As I stated above, I have over 30 years experience doing EXACTLY this sort of thing in combat/near combat/emergency situations. Moving a factory in week as long as you have the manpower or the tools or both can be done.
Assuming the critical personal have been evacuated, and you have the rail or sea capacity without having to worry about bulking out, you dismantle the critical machine tools and parts and start loading. You have to make sure that you load in reverse order, pack the tools correctly, and get the marshalling yards/loading areas/docks clears as soon as the vessel or train bulked out. It is not container or vessel efficient - but that what your trading off - speed versus packing efficiency.

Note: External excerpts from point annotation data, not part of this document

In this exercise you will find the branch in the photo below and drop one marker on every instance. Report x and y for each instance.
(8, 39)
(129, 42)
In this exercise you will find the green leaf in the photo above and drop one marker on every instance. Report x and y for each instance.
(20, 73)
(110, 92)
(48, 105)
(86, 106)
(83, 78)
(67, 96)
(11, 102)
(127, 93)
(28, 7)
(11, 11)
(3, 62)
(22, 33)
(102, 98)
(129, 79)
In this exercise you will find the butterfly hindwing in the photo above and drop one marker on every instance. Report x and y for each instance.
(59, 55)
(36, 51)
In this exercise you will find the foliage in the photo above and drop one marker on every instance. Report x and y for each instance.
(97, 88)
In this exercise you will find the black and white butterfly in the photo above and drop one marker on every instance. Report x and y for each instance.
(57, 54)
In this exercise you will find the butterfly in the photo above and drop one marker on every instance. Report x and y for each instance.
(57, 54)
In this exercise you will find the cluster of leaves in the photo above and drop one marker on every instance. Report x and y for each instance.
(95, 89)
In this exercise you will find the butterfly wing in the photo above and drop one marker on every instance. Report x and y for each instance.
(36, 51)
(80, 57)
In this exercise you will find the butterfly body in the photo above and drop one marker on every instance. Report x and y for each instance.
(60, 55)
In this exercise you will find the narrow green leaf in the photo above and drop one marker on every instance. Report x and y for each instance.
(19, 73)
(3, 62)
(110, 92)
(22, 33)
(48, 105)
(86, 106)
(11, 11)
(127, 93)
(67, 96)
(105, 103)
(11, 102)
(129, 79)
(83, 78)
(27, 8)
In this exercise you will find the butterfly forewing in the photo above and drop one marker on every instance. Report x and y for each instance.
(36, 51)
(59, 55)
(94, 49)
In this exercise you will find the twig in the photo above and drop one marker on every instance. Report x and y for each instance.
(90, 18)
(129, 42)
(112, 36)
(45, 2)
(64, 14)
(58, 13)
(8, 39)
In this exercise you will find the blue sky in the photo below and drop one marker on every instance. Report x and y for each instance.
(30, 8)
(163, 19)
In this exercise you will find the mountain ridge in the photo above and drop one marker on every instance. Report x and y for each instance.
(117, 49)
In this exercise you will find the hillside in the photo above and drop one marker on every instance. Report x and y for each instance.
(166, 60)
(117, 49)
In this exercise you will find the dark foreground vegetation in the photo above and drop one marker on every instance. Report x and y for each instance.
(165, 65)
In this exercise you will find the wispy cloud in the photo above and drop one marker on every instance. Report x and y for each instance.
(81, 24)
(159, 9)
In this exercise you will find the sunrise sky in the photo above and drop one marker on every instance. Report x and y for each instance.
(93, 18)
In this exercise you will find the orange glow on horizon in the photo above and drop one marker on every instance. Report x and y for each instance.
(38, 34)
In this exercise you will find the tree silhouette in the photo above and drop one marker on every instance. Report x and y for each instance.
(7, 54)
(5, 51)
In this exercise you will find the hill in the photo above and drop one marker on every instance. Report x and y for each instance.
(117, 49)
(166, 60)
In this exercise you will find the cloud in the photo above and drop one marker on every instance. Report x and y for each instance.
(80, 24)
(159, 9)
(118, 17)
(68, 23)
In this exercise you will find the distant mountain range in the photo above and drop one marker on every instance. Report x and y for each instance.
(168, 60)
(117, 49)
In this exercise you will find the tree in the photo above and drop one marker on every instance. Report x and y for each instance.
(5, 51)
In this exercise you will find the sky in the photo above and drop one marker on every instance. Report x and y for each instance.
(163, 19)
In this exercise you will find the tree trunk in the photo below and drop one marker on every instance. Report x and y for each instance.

I've moved complete oil/heavy manufacturing/mining facilities/assemby plants factories in less than five days. Its doable. I've done it. In 3rd world countries. Under gun fire. Under near flood conditions. Under fire storm conditions. With minimal heavy equipment or loading equipment. Manpower can replace heavy equipment if that's all you have. Its not fun, its not easy, and its damn dangerous for the people doing the heavy work.
And it has nothing to do with being a Russian fanboy. It has to do with reality.
Reading comprehension FAIL!
I might be clueless, if I said a darn thing about factory movement. Find me the word 'factory' in my post. Then when you cannot, do the decent thing and apologize for yet another hystrionic post claiming I know nothing...
Looks like to me that Sulusea made the remark about being able to break down the factories in a week being unrealistic. His comments happen to all be caught in Helidrous04's response.
For the record, a lot of it depends on what type of equipment you are talking about when it comes to moving stuff. Most any machine shop stuff from that era is not huge and can easily be manhandled in a hurry. A lot of factories in that time were simply metal or masonry buildings built to keep the elements at bay and open floor spaces filled with relatively small equipment by today's standards. (Look at some of the early assembly line pictures of a Ford plant for some comparision).
Moving stuff like steel plant furnaces is another matter I would think, although part of that depends on how they are constructed as well and on that, I don't know a lot about the equipment in use back in that time. It could have been fairly modular and easy to take apart into chunks.